イリス姉さんの言葉に、俺の頭はまだ混乱していた。「はじまりの天使」が七人兄弟で、俺がその四男だと? しかも、俺の翼は薄灰色の輝きを放っているらしい。そんなこと、前世の俺には想像もつかないことだった。

「さあ、行くわよ、ルカ。しっかりついてきてね」

イリス姉さんは、そう言うと、優雅に白い翼を大きく広げた。その翼は、朝日に照らされて、まるで光そのものが形になったかのように輝いている。俺も、自分の薄灰色の翼を広げた。まだ慣れない動きだが、身体が軽いおかげで、無理なく羽ばたくことができる。

姉さんが先に飛び立ち、俺もそれに続く。一気に高度を上げると、森がみるみるうちに小さくなっていく。地上から離れるにつれて、空気は澄み渡り、風が心地よく頬を撫でる。

「すごい……」

俺は思わず息をのんだ。眼下には、どこまでも広がる緑の絨毯。遠くには山脈が連なり、雲がまるで綿菓子のように浮かんでいる。こんな景色、前世では飛行機の窓からしか見たことがなかった。しかも、自分の翼で飛んでいるのだ。この浮遊感と開放感は、何物にも代えがたい。

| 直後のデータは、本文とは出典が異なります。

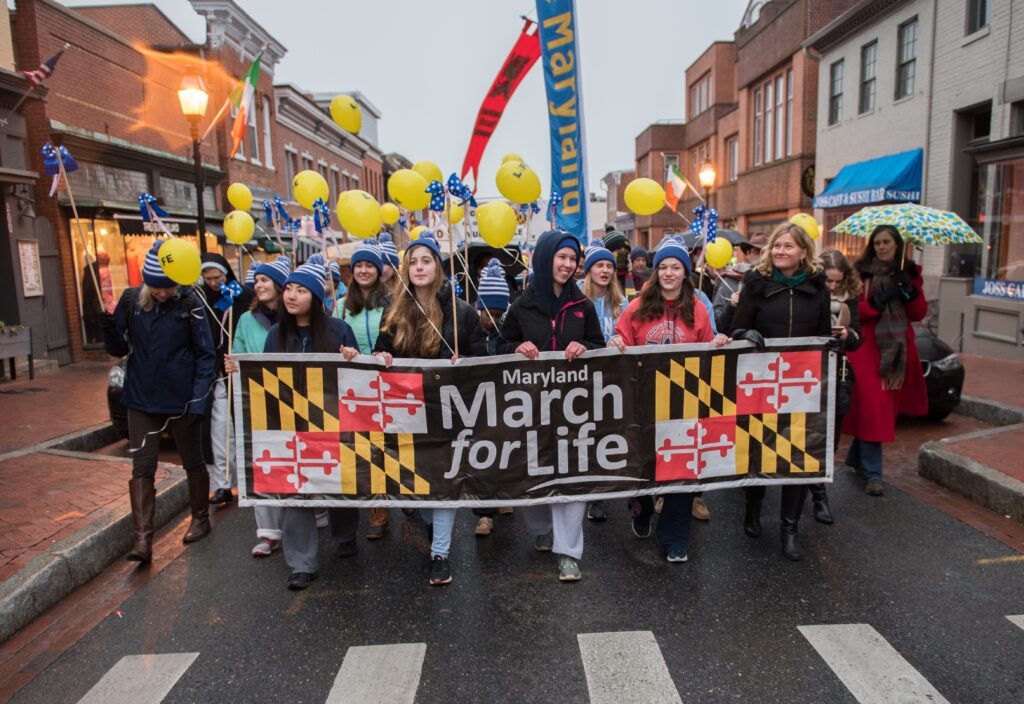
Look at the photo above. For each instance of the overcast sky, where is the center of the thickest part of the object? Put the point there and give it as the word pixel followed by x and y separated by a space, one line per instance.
pixel 426 67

姉さんは、俺の感動を察したのか、少しだけ速度を落としてくれた。

「どう? 気持ちいいでしょ? あなたはまだ覚醒したばかりだから、慣れないかもしれないけど、すぐに慣れるわよ」

「ああ、こんなに自由に飛べるなんて……」

俺は素直にそう答えた。この感覚は、過労で疲弊しきっていた前世の俺には、まさに夢のようなものだった。

しばらくの間、二人は無言で空を飛んだ。雲を抜け、さらに高度を上げていくと、眼下には広大な大地が広がる。そして、遥か上空に、信じられない光景が目に飛び込んできた。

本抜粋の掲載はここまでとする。